Everybody thirstily highlighted this fixture when the World Cup groups were drawn, and Germany’s seismic loss to Japan in their first game only ramped up the interest (and pressure on the Germans) ahead of this European heavyweight clash. Spain scored a measly eight goals in their successful-but-dreary 2010 World Cup campaign, but came into this game just one short of that total after a single game in 2022. This is an expansive and developing Spain team but would they be able show it on the biggest stage? Which, in late November 2022, means the Al Bayt Stadium, Qatar.
Tournament specialist Dani Olmo got the ball rolling in the seventh minute when he lashed a shot goalwards, only to be denied by a combination of Manuel Neuer’s left hand and the crossbar. It came after a sequence of 35 passes from Olmo’s team and a move more Spanish can barely be envisaged, even by scientists.
Germany were sporadically threatening but Spain’s pressing had them operating on a knife-edge of functionality throughout most of the first half. The likes of Neuer and Antonio Rüdiger are not the sort of players to panic – and they didn’t – but they were forced to jettison the ball in an unorthodox fashion on more than one occasion as Spain switched the ball from flank to flank. Further forward, Rüdiger attempted a 35-yarder which would have ended in the Persian Gulf if there hadn’t been a stadium in the way. He can’t be blamed: this Spain get in your head and hack your decision-making processes.
Rüdiger had a much better effort at goal in the 40th minute, firmly heading the ball into the Spanish net from a free-kick. It was a decisive finish but that was partly because the Real Madrid man had gone too early, a fact that VAR confirmed nice and quickly. The hated 1925 offside law once again rearing its pre-World War II modern head. Rüdiger even found time for another shot as the half concluded, hitting a Marco Van Basten-style volley from the right hand side of the penalty area.
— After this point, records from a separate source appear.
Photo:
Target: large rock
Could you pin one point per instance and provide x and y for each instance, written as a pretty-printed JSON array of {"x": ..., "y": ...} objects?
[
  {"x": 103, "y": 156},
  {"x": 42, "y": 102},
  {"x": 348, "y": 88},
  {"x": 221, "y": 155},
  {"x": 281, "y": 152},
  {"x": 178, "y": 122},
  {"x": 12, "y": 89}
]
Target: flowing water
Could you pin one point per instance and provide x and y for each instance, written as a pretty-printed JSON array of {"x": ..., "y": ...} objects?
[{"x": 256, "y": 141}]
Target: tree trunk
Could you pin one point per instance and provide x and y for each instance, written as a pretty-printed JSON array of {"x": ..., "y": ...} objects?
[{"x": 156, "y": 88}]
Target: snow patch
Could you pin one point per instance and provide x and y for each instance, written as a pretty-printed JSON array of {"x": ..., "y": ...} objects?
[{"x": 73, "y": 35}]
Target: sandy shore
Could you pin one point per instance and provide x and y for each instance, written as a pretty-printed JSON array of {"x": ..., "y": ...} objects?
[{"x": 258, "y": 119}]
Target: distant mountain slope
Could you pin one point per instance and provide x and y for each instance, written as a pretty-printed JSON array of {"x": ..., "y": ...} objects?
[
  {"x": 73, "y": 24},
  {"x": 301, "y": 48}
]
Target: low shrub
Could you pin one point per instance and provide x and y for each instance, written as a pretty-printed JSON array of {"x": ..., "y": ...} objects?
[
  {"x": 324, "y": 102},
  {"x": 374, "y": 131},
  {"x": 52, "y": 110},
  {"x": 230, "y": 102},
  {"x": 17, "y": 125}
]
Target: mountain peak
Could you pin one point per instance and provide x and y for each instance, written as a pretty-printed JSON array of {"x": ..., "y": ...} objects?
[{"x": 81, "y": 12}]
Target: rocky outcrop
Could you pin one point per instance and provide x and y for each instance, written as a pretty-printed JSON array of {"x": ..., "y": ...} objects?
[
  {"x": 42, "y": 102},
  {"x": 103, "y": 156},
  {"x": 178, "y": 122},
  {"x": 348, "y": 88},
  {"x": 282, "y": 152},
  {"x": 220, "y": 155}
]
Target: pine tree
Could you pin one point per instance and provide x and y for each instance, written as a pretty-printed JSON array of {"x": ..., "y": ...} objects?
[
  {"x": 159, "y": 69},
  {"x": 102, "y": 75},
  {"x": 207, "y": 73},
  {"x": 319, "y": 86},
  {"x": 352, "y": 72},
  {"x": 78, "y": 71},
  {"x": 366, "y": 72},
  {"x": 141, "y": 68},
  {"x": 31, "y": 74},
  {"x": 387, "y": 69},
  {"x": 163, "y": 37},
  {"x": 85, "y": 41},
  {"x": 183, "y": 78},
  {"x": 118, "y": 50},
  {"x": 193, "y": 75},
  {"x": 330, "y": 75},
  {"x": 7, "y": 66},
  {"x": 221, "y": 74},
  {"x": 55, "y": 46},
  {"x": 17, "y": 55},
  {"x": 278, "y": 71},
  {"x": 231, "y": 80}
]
Two (well, maybe one and a half) legitimate attempts and a disallowed goal made Rüdiger the surprise stand-out attacker of the first half.
It was 47 enjoyable minutes of probing, prodding and special experimentation from two teams operating at a very high level. Like a knockout game in the group stage, which is essentially what it was. Spain ended the half with a possession figure of 68%, David Raum ended it with the most interceptions.
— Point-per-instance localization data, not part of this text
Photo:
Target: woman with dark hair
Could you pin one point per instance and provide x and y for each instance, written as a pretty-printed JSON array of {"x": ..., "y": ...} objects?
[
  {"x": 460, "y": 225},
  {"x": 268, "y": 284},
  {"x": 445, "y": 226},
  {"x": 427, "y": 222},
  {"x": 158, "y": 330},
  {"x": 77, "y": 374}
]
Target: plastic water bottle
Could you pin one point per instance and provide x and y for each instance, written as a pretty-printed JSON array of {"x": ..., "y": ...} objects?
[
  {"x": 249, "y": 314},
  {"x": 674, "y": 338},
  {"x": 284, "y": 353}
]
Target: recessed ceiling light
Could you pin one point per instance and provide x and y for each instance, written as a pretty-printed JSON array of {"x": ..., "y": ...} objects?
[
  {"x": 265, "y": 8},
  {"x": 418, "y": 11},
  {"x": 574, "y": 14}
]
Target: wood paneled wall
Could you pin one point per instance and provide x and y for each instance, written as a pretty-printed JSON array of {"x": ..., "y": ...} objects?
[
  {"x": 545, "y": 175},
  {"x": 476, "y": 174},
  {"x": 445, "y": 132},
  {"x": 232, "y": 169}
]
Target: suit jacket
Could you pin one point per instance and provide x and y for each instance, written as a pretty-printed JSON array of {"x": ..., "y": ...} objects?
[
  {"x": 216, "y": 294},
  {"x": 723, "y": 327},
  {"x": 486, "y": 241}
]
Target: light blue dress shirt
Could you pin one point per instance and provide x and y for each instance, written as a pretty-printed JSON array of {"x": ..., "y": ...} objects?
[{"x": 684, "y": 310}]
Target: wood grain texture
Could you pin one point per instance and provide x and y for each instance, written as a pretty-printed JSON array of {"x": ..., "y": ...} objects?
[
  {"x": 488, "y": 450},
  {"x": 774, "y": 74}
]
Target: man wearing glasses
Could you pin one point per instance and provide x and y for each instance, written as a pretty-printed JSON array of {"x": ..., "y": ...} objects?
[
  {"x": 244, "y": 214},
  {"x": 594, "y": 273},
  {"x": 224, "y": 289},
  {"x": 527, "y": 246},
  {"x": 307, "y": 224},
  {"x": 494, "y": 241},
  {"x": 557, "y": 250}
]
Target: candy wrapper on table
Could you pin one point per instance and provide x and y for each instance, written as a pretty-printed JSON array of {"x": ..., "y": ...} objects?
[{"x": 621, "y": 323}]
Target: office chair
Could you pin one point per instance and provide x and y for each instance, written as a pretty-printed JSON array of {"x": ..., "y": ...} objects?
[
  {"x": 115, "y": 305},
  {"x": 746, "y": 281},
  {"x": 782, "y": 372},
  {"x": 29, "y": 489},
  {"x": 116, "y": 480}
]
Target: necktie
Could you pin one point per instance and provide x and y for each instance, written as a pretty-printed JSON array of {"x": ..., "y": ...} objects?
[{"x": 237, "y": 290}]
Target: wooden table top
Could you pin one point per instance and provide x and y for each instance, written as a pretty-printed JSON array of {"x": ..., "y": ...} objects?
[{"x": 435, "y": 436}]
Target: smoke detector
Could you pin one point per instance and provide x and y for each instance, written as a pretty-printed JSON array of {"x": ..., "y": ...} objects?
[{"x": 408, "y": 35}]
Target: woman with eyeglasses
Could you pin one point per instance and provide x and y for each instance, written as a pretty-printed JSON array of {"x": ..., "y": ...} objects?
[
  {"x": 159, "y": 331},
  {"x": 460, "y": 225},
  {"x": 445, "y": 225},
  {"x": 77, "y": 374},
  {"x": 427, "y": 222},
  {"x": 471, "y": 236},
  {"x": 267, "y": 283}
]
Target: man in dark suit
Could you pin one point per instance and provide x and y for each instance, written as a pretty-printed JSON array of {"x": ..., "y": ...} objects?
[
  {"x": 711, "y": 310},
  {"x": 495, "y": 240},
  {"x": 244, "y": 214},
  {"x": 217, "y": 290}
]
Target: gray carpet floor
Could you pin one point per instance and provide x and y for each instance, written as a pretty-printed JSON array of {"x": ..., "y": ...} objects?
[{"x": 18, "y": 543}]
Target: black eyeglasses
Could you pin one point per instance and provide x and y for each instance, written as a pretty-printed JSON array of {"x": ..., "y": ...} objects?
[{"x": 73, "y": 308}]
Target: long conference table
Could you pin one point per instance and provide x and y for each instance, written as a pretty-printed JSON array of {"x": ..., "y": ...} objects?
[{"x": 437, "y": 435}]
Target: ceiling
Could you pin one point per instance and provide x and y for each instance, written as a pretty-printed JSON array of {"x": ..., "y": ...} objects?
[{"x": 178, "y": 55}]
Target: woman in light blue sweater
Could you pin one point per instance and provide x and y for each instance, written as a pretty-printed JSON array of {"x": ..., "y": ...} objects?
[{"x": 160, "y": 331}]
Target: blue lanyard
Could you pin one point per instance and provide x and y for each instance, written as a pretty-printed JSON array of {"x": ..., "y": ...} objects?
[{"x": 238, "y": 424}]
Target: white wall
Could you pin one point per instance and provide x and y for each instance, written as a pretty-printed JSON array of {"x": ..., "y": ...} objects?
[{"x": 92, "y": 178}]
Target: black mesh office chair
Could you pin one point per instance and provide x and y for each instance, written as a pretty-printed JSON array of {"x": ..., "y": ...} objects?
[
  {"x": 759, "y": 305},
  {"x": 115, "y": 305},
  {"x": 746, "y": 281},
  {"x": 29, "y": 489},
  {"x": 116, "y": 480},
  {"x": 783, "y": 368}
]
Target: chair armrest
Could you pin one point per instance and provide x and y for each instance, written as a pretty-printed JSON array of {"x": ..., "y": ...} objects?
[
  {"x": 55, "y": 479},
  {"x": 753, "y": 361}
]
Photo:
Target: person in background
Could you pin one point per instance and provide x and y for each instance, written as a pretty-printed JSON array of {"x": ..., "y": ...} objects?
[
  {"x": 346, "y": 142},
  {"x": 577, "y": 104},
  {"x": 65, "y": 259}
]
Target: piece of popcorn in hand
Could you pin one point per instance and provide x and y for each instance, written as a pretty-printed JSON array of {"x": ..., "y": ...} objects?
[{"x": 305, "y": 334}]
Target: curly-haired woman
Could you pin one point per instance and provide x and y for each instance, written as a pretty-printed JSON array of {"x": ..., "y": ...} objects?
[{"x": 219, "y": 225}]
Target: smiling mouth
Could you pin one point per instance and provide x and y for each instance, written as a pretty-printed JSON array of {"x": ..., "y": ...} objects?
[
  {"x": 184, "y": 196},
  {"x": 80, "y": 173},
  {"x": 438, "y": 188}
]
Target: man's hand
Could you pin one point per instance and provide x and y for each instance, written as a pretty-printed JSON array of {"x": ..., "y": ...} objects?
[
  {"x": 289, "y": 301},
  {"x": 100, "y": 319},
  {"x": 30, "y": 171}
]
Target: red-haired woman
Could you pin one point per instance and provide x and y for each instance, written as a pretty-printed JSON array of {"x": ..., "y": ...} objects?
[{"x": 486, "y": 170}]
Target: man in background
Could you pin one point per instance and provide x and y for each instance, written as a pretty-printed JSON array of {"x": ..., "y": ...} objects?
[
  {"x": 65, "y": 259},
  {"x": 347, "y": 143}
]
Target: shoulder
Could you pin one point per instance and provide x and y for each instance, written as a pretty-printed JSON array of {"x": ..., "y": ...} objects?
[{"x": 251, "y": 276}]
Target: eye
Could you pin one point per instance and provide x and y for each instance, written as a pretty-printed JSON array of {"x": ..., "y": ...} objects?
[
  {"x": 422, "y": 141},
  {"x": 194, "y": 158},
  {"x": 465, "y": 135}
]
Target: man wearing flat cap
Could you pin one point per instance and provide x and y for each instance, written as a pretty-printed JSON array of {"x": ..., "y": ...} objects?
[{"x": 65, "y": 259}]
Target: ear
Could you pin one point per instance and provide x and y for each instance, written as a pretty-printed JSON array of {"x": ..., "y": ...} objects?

Germany had the first shot of the second half, after a loose pass from goalkeeper Unai Simon led to Joshua Kimmich squirming an effort on target, which allowed Simon to make amends. A striker in that position might have made much more of the opportunity, but the Germany squad is light on those options, as we know. Jamal Musiala continued to impress, his close control and Spain’s methods for dealing with it supplying Germany with a few set-pieces, which they proceeded to squander.
Spain had sought to solve their own lack of pure striking options by bringing on Álvaro Morata and, surprise surprise, he opened the scoring in the 62nd minute, expertly finishing a Jordi Alba wide delivery with a beautiful finish. It was only the sixth time in World Cup history that a player had scored as a substitute in successive games, and it ensured that Germany’s search for a first clean sheet in the whole of 2022 will continue. Morata has now scored eight goals at Euros and World Cups, at least twice as many as any other player for Spain since 2016. He’s better than you think he is.
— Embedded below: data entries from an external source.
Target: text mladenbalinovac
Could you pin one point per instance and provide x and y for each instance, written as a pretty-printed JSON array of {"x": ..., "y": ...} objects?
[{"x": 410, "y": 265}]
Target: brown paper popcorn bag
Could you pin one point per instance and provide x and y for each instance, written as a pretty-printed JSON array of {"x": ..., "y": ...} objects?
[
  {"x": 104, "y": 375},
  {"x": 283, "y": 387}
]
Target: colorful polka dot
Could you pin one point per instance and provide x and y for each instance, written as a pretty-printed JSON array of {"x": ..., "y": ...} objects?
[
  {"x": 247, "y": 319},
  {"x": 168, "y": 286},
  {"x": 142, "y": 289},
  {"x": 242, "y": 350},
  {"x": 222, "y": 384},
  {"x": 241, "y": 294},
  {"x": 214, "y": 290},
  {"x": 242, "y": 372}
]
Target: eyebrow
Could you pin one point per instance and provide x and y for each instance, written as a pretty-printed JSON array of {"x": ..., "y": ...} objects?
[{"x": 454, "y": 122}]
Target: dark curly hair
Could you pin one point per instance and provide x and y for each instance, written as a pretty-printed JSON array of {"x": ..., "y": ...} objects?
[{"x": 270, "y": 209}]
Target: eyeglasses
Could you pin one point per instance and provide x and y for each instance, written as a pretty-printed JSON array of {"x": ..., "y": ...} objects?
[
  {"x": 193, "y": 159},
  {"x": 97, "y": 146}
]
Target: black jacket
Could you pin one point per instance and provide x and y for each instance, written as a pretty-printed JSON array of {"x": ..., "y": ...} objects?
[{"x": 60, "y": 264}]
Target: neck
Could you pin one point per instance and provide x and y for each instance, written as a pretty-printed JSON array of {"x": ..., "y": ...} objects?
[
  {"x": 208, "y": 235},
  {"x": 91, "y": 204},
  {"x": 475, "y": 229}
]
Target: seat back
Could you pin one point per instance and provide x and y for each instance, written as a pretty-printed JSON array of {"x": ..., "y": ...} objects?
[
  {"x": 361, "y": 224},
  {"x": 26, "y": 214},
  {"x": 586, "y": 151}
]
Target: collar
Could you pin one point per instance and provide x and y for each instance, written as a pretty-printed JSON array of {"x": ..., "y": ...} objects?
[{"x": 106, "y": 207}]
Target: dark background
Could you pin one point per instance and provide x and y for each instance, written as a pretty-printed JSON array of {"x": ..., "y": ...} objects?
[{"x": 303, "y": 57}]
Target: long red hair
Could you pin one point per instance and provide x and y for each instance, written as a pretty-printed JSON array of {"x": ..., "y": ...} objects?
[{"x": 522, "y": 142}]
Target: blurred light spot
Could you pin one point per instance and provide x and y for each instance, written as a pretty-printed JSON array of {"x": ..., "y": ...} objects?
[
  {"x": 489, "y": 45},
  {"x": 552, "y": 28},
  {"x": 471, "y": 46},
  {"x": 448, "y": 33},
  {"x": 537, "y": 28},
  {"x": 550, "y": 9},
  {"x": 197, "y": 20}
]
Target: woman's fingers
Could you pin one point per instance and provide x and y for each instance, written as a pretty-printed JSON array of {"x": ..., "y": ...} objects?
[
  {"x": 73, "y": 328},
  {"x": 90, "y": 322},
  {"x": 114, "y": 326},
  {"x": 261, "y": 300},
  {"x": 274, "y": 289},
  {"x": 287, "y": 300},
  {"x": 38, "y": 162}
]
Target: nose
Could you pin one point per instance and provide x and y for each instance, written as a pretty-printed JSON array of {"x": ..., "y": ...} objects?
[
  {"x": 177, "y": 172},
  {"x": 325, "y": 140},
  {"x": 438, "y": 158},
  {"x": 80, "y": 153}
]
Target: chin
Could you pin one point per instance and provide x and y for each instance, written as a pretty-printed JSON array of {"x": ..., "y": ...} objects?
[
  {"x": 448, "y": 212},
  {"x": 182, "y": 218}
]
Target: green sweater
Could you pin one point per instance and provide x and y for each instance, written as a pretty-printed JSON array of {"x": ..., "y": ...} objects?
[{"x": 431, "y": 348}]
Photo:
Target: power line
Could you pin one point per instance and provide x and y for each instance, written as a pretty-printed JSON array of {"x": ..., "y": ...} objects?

Jamal Musiala, who was only seven when Spain won the World Cup in 2010, continued to carry most of Germany’s threat. In the space of 42 seconds he crafted a chance for substitute Niclas Füllkrug before getting a clear opportunity himself, forcing Unai Simon into another decent save.
In a world of ephemeral schemers and drifting 10s, this World Cup is reminding us that actual centre-forwards are still pretty useful. Brazil have Richarlison up top, a man who has bruised his way around the Premier League for years, while Spain have looked better in both games once Morata has come on. France have enjoyed yet another bout of vintage input from Olivier Giroud and Germany saved themselves in this game via some muscular impact from Füllkrug, a Bundesliga journeyman making only his fourth appearance for his country. It was the first World Cup goal from a German substitute since Mario Götze in the 2014 and, while not as iconic a contribution, is almost as important as it means Germany still have a chance of getting through a group stage that has tormented them thus far. Füllkrug had four touches in the box in his brief cameo, more than any other Germany player in this game and four more than Thomas Müller.
The lesson is clear: hit the big man and still you have a chance.